她拉上拉链,双手使劲将书包一拽,“过来,我看看。”
叶新不情愿地凑过去,嘴里嘟囔,“有老师同学在呗,没有小龙能不借我?”
“小龙他自己不丢了都不错呢!”叶姥姥把孙子从头到尾摸了一遍,想不出有哪里不妥当,又拿了一顶帽子来,“来来来戴个帽子,山里的日头毒得很。”
叶新的嘴撅得老高。
“水壶装好了,热的,不许喝生水,听见没?上次你偷喝溪水拉肚子的事我还没忘呢。”姥姥眯起眼,虽然年事已高,但记性特别好
“别在山里玩野了,那些水看着干净,实际里面全是寄生虫。”
“那都是我幼儿园的事了…”
“幼儿园怎么了?上了小学就不是我孙子了?”姥姥转身从桌上拿起一个保鲜盒,“苹果切块了盒子里有牙签,不用拿手直接吃,饭团里放了菜和鱼——不许挑出来扔了!”

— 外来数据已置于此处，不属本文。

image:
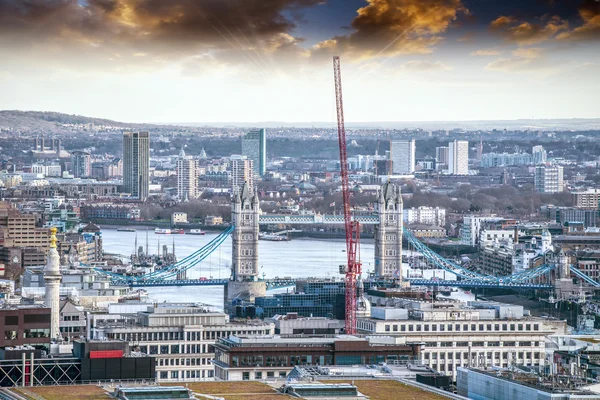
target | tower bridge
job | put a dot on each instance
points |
(244, 282)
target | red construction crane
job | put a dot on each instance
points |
(352, 227)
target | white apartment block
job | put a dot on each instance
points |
(458, 157)
(549, 179)
(179, 336)
(425, 215)
(485, 334)
(471, 228)
(588, 199)
(187, 178)
(242, 170)
(402, 154)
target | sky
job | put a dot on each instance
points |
(203, 61)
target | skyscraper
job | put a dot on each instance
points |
(254, 146)
(458, 157)
(539, 155)
(402, 153)
(187, 177)
(441, 156)
(82, 164)
(242, 171)
(136, 164)
(549, 179)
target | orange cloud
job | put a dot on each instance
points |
(528, 33)
(393, 27)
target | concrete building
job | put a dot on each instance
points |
(458, 157)
(588, 199)
(549, 179)
(442, 157)
(402, 154)
(425, 216)
(180, 336)
(254, 147)
(471, 228)
(268, 357)
(388, 234)
(539, 155)
(483, 333)
(136, 164)
(82, 164)
(187, 177)
(52, 279)
(242, 171)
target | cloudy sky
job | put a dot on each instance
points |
(270, 60)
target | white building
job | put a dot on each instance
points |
(539, 155)
(179, 336)
(549, 179)
(187, 177)
(242, 170)
(458, 157)
(425, 215)
(484, 333)
(471, 228)
(402, 154)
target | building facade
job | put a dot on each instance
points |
(388, 233)
(136, 164)
(425, 216)
(187, 177)
(254, 147)
(402, 154)
(242, 171)
(549, 179)
(458, 157)
(244, 216)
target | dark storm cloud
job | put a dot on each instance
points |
(392, 27)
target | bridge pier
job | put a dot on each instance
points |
(246, 291)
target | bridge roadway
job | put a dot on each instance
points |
(314, 219)
(283, 283)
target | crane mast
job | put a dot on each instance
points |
(352, 227)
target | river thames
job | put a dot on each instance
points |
(298, 258)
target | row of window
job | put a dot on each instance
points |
(481, 327)
(182, 361)
(164, 375)
(506, 355)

叶新不耐烦地点点点头,他姥姥又变戏法似的摸出了个铁哨子,挂他脖子上,仔仔细细地嘱咐
“要是和大部队走丢了,找不到路了,不要怕没面子,拼命吹,姥姥听见就来救你了。”
“姥啊,现在有手机…...你从这里飞到山谷救我吗?”
“你玩一上午就没电了!来,这儿多拿一个备用机揣着.......”
他俩拉扯许久,终于终于,校车停到了家门口,叶新如获大赦地跳上车,冲姥姥比了个拜拜,满满都是对自由的向往。
叶姥姥取下眼镜擦了擦,呵呵两声,进屋又打了电话。
“......小龙妈,谢谢你们来接我,对,对,生活老师说等他们都到了扎好营了,远远地跟着。”
“哎呀,都这一套,行,那我等你们来接。”
林姥姥哗啦啦收拾出一个保温夹层的大包,打开冰箱,将昨日就精心备好的盒饭重新上锅蒸热,再严防死守地放进保温袋里扎起来。

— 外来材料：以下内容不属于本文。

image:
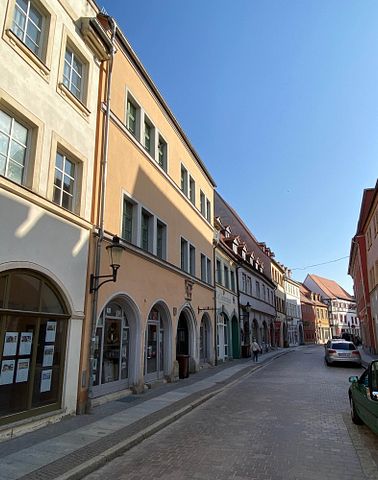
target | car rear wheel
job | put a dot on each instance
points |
(354, 415)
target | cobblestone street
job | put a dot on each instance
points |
(289, 420)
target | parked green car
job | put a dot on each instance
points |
(363, 397)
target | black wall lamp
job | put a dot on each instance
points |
(115, 250)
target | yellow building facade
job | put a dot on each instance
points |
(158, 199)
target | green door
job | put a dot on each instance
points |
(235, 338)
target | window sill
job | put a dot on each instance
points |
(72, 100)
(31, 58)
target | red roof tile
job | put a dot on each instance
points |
(331, 288)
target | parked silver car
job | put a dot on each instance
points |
(341, 351)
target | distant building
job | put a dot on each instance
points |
(293, 310)
(341, 305)
(227, 311)
(281, 328)
(314, 316)
(51, 62)
(255, 285)
(363, 268)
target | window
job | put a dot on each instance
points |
(13, 148)
(184, 180)
(232, 280)
(192, 190)
(209, 274)
(127, 220)
(148, 141)
(27, 25)
(162, 153)
(219, 272)
(208, 210)
(73, 74)
(161, 236)
(146, 231)
(64, 182)
(203, 268)
(184, 255)
(369, 238)
(202, 203)
(131, 117)
(244, 282)
(248, 285)
(226, 277)
(192, 260)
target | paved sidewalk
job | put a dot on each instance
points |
(78, 445)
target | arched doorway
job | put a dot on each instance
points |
(182, 339)
(157, 344)
(205, 340)
(265, 333)
(32, 344)
(235, 338)
(223, 337)
(115, 348)
(271, 330)
(255, 330)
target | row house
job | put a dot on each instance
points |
(363, 268)
(48, 114)
(295, 334)
(226, 295)
(342, 312)
(155, 204)
(281, 328)
(314, 316)
(257, 311)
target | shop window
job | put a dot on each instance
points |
(111, 346)
(32, 345)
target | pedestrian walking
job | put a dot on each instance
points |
(255, 350)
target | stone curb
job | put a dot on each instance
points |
(93, 464)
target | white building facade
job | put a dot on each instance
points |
(48, 110)
(295, 334)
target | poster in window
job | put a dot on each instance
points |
(10, 344)
(50, 331)
(48, 356)
(26, 341)
(22, 374)
(7, 372)
(46, 380)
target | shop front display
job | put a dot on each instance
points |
(111, 360)
(154, 347)
(33, 325)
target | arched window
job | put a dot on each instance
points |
(33, 325)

最后手脚麻利地洗梨子切桃子,用大盒子装起来,围着厨房忙活了一圈又一圈。
她对镜子梳梳头,摸了摸发胶,换上体面的真丝套装,等万事俱备,小龙家的车也停门口了,叶姥姥腿脚灵活地扛起大包,快步赶到。
小龙他爹开的一辆豪华版迈腾,车身漆黑又低调,等姥姥走到车前就默契十足地打开后备箱,将叶姥姥装满丰盛餐点的大背包装上车。
小龙的妈妈冯笑晴很客气地和叶姥姥打招呼:“叶姥姥,多亏您了,我和小龙他爹好不容易请假,才没空准备呢!”
“这算什么,两个孩子的饭我都备好了,分量比平时大,有别的小朋友来吃也别小气。”
叶姥姥年轻时候在国营饭馆干活,她的手艺全班小朋友都是认可的,叶新的饭盒一打开,没有小孩能抵抗。
“今天做的简单,清蒸鲈鱼、玉米蒸肉饼、牛肉丸汤,孩子的饭我都做得清淡,又做了个炒油麦菜,虾仁蒸蛋和藜麦饭一格,小孩喜欢蒸蛋伴着饭吃。”
听着膳食安排,冯笑晴也满意极了:“不错,家里人自己做的饭菜放心,外面的不知道添加剂有多少——那村小还说包伙食呢。”
叶姥姥立刻接下冯笑晴的言外之意,做了个轻轻嗤鼻的动作:“那可不敢吃,谁知道用的什么油。”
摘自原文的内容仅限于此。